Are you with me so far? Wait, I see a hand waving back there. What’s that, sir? You want to know why the government doesn’t just lend the money out itself? Excellent question!
The White House estimates that it could save about $94 billion over 10 years if it cut out all the middlemen. And it has the basis of a system in place, since the Department of Education already makes a lot of direct loans to students.
That's more or less what used to happen. Although pre-Bush the system she describes above existed, it was a relatively small program next to things like Pell Grants and direct govt education loans through the DoEd.
With tuitions soaring out of sight, college is becoming something only the rich can afford.
None of these things, however, are nearly as confusing as student loans.
There was a time when kids whose parents couldn’t afford to pay for college just worked their way through. But the price has gone up so fast — more than twice as fast as inflation over the last two decades — that it’s not an option any more, unless the student in question is planning to be a sophomore through 2020, or is exploring the possibility of part-time employment in armed robbery.
Yup, that's about where we stand.
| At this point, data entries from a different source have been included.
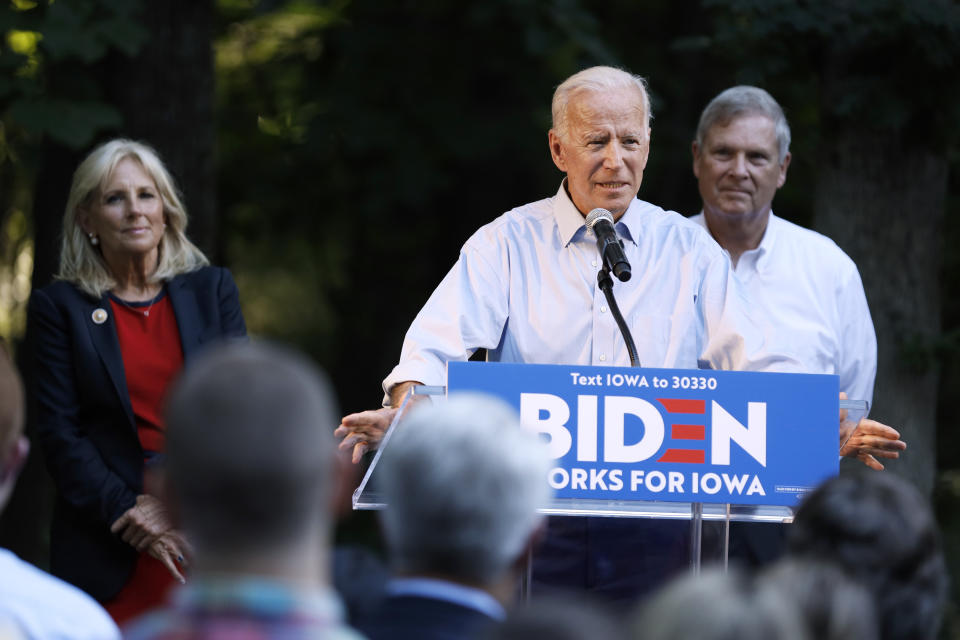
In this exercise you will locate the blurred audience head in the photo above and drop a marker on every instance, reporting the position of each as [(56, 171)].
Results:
[(558, 617), (463, 481), (881, 532), (250, 452), (717, 606), (832, 605), (14, 446)]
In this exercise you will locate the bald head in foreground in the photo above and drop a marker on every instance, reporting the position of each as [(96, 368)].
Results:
[(250, 473), (462, 481)]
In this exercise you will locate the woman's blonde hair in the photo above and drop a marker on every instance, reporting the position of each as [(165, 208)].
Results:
[(82, 263)]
Yet jobs that don't require the college degrees that poorer families can't afford to pay for have been largely moved offshore by companies eager to eliminate the threat of unionization by moving their operations to countries that kill or imprison trade unionists. So we're cutting scads of low-income kids out of college (or pushing them into forever-debt at high interest rates when we deign to let them attend) and then globalizing the only jobs we'd hire them to do.
Where are they supposed to go to earn a living? When wingnuts, who seem to identify only with the rich, get apoplectic over welfare and unemployment because, godammit, all those people should just go out and get a goddamn job, exactly what jobs is it they're supposed to get? During the Bush Era alone, some 15 million jobs were relocated overseas. They've never come back. Fewer than half that number were created to replace them, and we're still hemorrhaging jobs to the tune of thousands a month.
I mean, look at the picture: a generation of kids kept out of school who can't find jobs because American companies gave them to peasants in Sri Lanka. Does the ruling class want riots in the street?
When you take away education, you take away hope. When you take away hope, you take away any reason for people to respect the social contract. Do the math.